狂愛者の最後-1
無限に広がるオレンジ色の雲にカラスたちが鳴き声を出し、それぞれの巣にでも帰ろうとスイスイと優雅に天空を飛び立つ。
学校や職場を終え、これから家…はたまたゲームセンターやカラオケ居酒屋にでも行こうかという人々を目にする。

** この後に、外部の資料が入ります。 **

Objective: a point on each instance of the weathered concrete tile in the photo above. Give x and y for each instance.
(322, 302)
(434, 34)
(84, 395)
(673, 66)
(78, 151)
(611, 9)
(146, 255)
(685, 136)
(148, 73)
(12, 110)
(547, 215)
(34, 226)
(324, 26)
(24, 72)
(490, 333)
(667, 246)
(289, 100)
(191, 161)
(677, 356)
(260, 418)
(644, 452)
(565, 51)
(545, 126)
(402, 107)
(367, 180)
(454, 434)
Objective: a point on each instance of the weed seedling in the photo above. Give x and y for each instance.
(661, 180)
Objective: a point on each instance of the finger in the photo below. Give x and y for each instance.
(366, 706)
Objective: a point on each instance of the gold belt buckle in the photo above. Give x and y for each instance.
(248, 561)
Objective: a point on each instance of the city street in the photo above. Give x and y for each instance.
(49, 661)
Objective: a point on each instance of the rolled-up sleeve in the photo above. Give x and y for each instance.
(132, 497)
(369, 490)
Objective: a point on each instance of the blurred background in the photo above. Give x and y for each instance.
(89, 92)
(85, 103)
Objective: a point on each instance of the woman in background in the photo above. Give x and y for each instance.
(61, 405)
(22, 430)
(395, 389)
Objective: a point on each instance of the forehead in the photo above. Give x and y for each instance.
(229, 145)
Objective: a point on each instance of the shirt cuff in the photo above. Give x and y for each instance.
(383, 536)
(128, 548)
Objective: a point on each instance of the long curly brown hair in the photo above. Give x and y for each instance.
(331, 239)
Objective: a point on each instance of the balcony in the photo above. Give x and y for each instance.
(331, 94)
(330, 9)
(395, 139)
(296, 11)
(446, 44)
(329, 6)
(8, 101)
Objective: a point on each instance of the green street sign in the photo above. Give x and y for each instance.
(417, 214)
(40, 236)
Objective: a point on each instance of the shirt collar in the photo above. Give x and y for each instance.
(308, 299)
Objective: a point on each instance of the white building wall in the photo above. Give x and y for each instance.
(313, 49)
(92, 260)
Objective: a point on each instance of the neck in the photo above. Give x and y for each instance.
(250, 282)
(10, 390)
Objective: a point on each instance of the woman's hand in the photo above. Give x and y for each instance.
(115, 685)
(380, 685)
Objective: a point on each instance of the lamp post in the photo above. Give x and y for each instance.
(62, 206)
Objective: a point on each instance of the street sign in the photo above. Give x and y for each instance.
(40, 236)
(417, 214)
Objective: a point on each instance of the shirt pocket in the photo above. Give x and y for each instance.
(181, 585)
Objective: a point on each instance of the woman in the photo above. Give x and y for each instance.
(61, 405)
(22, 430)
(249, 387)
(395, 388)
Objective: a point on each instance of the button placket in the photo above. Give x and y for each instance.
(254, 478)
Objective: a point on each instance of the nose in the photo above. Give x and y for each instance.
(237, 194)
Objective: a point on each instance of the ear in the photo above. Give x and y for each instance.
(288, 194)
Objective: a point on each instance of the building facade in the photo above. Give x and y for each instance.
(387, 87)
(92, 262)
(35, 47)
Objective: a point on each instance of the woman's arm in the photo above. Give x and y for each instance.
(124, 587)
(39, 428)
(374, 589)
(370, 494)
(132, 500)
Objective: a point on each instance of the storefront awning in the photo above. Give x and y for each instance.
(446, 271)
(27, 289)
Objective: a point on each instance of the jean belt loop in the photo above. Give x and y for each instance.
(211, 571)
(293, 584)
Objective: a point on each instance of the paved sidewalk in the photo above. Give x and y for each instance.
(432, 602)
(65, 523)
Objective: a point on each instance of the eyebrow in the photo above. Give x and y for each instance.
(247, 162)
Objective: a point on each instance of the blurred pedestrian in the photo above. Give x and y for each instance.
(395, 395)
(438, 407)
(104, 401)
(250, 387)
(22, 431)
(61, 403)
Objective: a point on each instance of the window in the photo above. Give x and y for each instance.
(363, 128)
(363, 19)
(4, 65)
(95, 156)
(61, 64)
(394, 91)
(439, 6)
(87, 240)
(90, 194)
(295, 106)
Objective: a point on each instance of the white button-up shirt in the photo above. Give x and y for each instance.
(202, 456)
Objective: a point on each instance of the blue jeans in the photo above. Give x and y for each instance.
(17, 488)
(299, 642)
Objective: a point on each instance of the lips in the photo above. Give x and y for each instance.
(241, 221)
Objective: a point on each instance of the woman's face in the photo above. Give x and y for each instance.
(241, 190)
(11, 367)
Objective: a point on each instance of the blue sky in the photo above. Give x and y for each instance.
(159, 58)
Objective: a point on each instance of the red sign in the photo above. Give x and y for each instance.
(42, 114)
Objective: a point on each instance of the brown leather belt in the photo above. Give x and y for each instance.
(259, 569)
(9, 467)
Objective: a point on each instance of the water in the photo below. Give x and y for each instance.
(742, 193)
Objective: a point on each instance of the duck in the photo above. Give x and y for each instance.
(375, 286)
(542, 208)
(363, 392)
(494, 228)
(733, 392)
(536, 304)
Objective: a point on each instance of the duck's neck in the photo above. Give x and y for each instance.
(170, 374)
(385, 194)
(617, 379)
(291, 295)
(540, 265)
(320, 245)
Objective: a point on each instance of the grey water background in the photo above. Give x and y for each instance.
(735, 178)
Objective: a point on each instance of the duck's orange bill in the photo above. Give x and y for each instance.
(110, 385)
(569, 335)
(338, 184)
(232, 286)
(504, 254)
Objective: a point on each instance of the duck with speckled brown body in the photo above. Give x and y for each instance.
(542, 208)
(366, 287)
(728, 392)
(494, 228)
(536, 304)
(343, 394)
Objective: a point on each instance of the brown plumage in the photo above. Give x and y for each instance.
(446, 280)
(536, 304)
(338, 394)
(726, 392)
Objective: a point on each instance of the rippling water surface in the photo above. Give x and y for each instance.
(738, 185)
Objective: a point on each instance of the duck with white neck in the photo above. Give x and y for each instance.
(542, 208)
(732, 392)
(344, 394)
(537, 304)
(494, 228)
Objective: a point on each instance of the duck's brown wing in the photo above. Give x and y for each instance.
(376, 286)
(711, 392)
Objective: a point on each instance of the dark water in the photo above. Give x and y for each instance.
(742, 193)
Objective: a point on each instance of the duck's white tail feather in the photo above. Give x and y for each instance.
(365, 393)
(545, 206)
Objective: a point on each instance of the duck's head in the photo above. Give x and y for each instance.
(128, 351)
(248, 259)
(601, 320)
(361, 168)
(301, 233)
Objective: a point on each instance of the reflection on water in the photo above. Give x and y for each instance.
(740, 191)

風馬君といつもの通り肩を並べそんな光景を眺める中ではとても深刻な悩みいや問題を抱えているとは思えないくらいだ。
「佐伯君、まだそんな事を…。」
彼、佐伯君は絶えずしつこく私の同情を誘おうと変な嘘メールばかり寄こしてくるのだ。
「件名、助けてくれっ!本文、親父の奴暴走族と喧嘩して入院してそれで相手の暴走族に大怪我追わせて、俺、もうどうしたら…。」
それを見て後日様子を悪魔で軽く見に足を運んだら、当然ピンピンしていた、暴走族はおろか自転車で最近新しい奥さんと趣味のサイクリングを楽しんでるらしく、入院も何もたまに血圧の薬を受け取るくらいで。
「件名、助けてくれっ!本文、親父の奴今度は麻薬に手を出して、シャバを沢山受け取るって張り切って、俺の言う事なんか聞かないし、新しい奥さんも参ってて、だから俺、もうどうしたら…。」
件名くらい変えろって、同じ単語使って。
「…それで、実際には?」
「うん、麻薬何か当然手を出してないし、薬何て市販の普通の薬を飲んでるだけで、シャバったって、こないだ三人でしゃぶしゃぶしてくらいで…。」
「…ぷぷ。」
「駄目よ、笑っちゃー。」
「…、でも君だって。」
深刻な問題な筈なのにお互い笑いを堪えようとして。
「でも我慢合戦だから、何来たって僕らの愛は変わらない。」
「うふふ、こんな嘘メール何かで心動くかってね。」
しつこいにはしつこいけどその行為がこの程度だと知り、そんなに不安や恐怖はない。
近くで見る頼もしく優しい彼の笑顔、それを見て私はすっかり安心し油断していた。
「えっ!!何よコレっ!?」
風馬君におすそ分けしたい果物を渡そうと家まで来てもらっているとそこで母の悲鳴が響き渡る。